What training did the Hartt School provide you with to help set you up for a successful career?
I sort of lucked out at Hartt because they took me on even though I was very green. As it used to be okay to be, but now it seems that everyone is already a star and a celebrity going into college. But they took me on, and I really wanted to be a dancer. Not a ballet dancer but I kind of have that classic Chorus Line story of having three older sisters and I used to go to their dance classes and sit in the back of the room and watch their class. I was always so jealous that they were allowed to do that; I was a gymnast but I never was able to take dance classes.
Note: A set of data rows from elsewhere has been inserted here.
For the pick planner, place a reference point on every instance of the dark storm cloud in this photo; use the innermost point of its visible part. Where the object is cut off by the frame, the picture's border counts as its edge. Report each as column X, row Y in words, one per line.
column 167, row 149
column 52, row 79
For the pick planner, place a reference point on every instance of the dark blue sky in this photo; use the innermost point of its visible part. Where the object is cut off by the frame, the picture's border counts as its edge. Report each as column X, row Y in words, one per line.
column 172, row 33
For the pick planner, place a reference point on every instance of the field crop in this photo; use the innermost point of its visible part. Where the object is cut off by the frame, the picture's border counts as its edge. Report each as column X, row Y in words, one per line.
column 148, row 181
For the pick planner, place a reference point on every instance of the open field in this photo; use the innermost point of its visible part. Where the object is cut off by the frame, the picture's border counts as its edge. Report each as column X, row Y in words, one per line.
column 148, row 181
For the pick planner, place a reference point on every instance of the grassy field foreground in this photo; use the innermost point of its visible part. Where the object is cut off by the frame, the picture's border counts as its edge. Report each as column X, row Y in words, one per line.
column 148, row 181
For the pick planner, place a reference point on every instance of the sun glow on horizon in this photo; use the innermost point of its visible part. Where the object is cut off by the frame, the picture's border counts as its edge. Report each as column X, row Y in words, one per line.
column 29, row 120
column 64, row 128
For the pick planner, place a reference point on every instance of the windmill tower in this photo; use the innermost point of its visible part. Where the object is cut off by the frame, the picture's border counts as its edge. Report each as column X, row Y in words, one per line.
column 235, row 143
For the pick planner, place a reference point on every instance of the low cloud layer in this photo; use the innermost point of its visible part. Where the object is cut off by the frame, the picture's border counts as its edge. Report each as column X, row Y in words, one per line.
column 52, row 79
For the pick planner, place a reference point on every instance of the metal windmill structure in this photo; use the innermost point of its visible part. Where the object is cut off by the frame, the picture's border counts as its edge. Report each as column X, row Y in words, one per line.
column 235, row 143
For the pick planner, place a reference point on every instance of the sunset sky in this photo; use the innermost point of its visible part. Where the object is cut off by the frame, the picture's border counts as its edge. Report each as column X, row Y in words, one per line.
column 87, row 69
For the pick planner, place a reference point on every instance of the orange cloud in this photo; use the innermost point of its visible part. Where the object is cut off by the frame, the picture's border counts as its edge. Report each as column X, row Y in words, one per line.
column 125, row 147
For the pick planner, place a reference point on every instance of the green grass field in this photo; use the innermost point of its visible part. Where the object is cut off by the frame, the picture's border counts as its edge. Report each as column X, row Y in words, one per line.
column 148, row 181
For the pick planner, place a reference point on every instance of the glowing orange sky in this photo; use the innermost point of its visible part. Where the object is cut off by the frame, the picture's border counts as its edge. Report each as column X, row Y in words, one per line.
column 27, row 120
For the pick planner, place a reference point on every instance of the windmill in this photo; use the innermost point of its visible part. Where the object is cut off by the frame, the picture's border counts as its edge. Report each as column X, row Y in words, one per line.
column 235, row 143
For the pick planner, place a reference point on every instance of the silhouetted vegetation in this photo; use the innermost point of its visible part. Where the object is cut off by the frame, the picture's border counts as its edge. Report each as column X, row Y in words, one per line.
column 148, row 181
So, when I got to Hartt, they allowed you to choose an emphasis: acting, voice or dance and I choose dance. I have to say that those extra couple dance classes really helped me when I came to New York because now that Newsies is around, you have to be a male dancer. But back then, the pool of male dancers wasn’t very big so I was very happy to get all that dance training.
Also at Hartt I had the best voice teacher! All of the voice teachers at Hartt are adjunct; they come in from New York City one or two days a week.
How long were you auditioning in NYC before you booked your first job?
After college I went home to live with my parents for the summer before I would make the big move to New York. In the first couple weeks I was home I got a call from a cruise ship audition I had done two years earlier and they were looking for someone desperately. I went and did a cruise ship right after college for about six or seven months. And then when I got to the city, I was only there for about a month before I got my first show, a European tour of The Best of Andrew Lloyd Webber. It was a really great credit for me to get right away and I was young so I was able to just up and leave and go to Europe and see all that I could see and not have to worry about an apartment or bills or family back home.
That’s very interesting! What kind of life do you live on a cruise ship as a performer?
It’s definitely not for everyone and it’s definitely not for me. It’s almost like being away at summer camp but making money to do it. It’s a weird experience, it really is. There are only a certain number of people who are able to do it. I had a cabin to myself, which was good, and I didn’t work very much. I kind of just enjoyed the ports of call (which were actually only two). It got a little boring I have to say. It was just not for me but I did enjoy having the experience.
What was it like to make your Broadway debut in Les Liaisons Dangereuses?
It was a HUGE surprise! It was one of those stories you hear but don’t think that anyone really experiences it, where you go in one day for an audition that you don’t think you’re right for at all. It was interesting because I went in on a Friday morning at 11:30 and walked in the room and did what I prepared, worked with the director for about another ten minutes and walked out. I remember it was a long weekend with a Monday holiday, and then Tuesday I heard that I got it. It was the easiest job I ever booked, I think.
How do you not burst out laughing every night performing in The Book of Mormon?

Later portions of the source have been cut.